For interactive use cases — a customer support agent looking up a policy, a sales rep pulling product specs mid-conversation — 160 seconds is a dealbreaker.
We needed to get retrieval under one second without adding infrastructure complexity.
Phase 1: Firestore-native vector search
The original retrieval approach loaded all embeddings from Firestore, computed cosine similarity in application code, and returned the top-k results. It was simple and correct, but it scaled linearly with document count.
The first optimization was moving similarity search into Firestore itself using Firestore Vector Search (based on ScaNN indexing). Instead of pulling all 705 embeddings into memory and computing distances, we let Firestore handle the nearest-neighbor search natively.
What changed
- Before: Fetch all embeddings → compute cosine similarity in Node.js → sort → take top-k
- After: Single Firestore query with
findNearest()→ returns top-k directly
This eliminated the O(n) data transfer and computation. Firestore’s vector index uses approximate nearest neighbors, which trades a negligible amount of recall for massive speed gains on larger collections.
Results
Cold query on 705 documents dropped from ~160s to ~10s. A 16x improvement — but still too slow for interactive workflows.

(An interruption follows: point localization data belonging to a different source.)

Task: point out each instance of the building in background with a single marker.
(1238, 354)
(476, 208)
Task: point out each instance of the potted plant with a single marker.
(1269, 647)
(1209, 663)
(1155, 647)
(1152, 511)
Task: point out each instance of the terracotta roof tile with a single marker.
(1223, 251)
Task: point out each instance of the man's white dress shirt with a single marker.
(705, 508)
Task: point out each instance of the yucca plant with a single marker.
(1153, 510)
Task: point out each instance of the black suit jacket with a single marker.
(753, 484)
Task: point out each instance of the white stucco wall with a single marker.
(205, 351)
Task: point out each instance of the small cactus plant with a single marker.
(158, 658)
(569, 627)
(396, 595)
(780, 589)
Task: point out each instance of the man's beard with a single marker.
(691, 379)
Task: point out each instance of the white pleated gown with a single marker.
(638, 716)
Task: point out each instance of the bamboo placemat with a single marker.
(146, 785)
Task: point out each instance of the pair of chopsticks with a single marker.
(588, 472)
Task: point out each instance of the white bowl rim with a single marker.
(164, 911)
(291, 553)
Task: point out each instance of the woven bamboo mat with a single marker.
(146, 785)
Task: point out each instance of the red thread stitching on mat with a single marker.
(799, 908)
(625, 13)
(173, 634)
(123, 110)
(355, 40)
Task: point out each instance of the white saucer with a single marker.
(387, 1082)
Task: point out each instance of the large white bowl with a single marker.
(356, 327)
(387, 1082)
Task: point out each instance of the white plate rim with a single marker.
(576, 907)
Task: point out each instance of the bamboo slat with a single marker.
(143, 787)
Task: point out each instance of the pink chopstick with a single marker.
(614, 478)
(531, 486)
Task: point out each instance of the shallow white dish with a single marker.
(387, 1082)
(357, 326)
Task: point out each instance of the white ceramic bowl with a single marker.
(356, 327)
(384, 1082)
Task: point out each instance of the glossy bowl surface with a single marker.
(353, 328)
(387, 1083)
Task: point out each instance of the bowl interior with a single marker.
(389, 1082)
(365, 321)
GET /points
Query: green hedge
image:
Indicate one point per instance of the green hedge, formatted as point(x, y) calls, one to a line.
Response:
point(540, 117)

Phase 2: Hybrid retrieval with fallback
Not every query benefits from vector search equally. Some knowledge bases are small enough that brute-force is faster than the overhead of a vector index query. Others have documents that don’t embed well (tables, code snippets, structured data).
We implemented a hybrid retrieval strategy:
- Try vector search first — If a Firestore vector index exists and the knowledge base has embeddings, use
findNearest() - Fall back to brute-force — If vector search fails, is unavailable, or returns too few results, load embeddings and compute similarity in application code
- Merge and deduplicate — Combine results from both paths, deduplicate by document ID, re-rank by similarity score
The hybrid approach means retrieval never fails. If Firestore vector indexes haven’t been created yet (e.g., a newly provisioned environment), the system degrades gracefully to the original brute-force path.
The usedVectorSearch flag
Every retrieval operation now includes a usedVectorSearch boolean in its trace span. This lets us monitor which queries are hitting the fast path versus falling back, and identify knowledge bases that need index creation or re-embedding.
Phase 3: Redis caching for warm queries
The final optimization targets repeat queries — the same question asked against the same knowledge base within a short window. This happens constantly in production:
- Multiple workflow steps querying the same FAQ knowledge base
- Agent conversations that re-retrieve context on every turn
- Batch executions where 50 items query identical reference documents
We added a per-document Redis cache with a 10-minute TTL:
- Before running similarity search, check Redis for cached results keyed by
(knowledgeBaseId, queryEmbeddingHash) - On cache hit, return immediately — no Firestore query at all
- On cache miss, run the hybrid retrieval pipeline and cache the results
Results
| Scenario | Before | After |
|---|---|---|
| Cold query, 705 docs | ~160s | ~10s |
| Warm query (Redis hit) | ~160s | <1s |
| Small KB (<50 docs) | ~5s | ~2s |
| Batch of 50 items, same KB | ~8,000s total | ~10s + 49×<1s |
The batch scenario is where caching delivers the biggest win. The first item pays the cold query cost; the remaining 49 items hit Redis and return in milliseconds.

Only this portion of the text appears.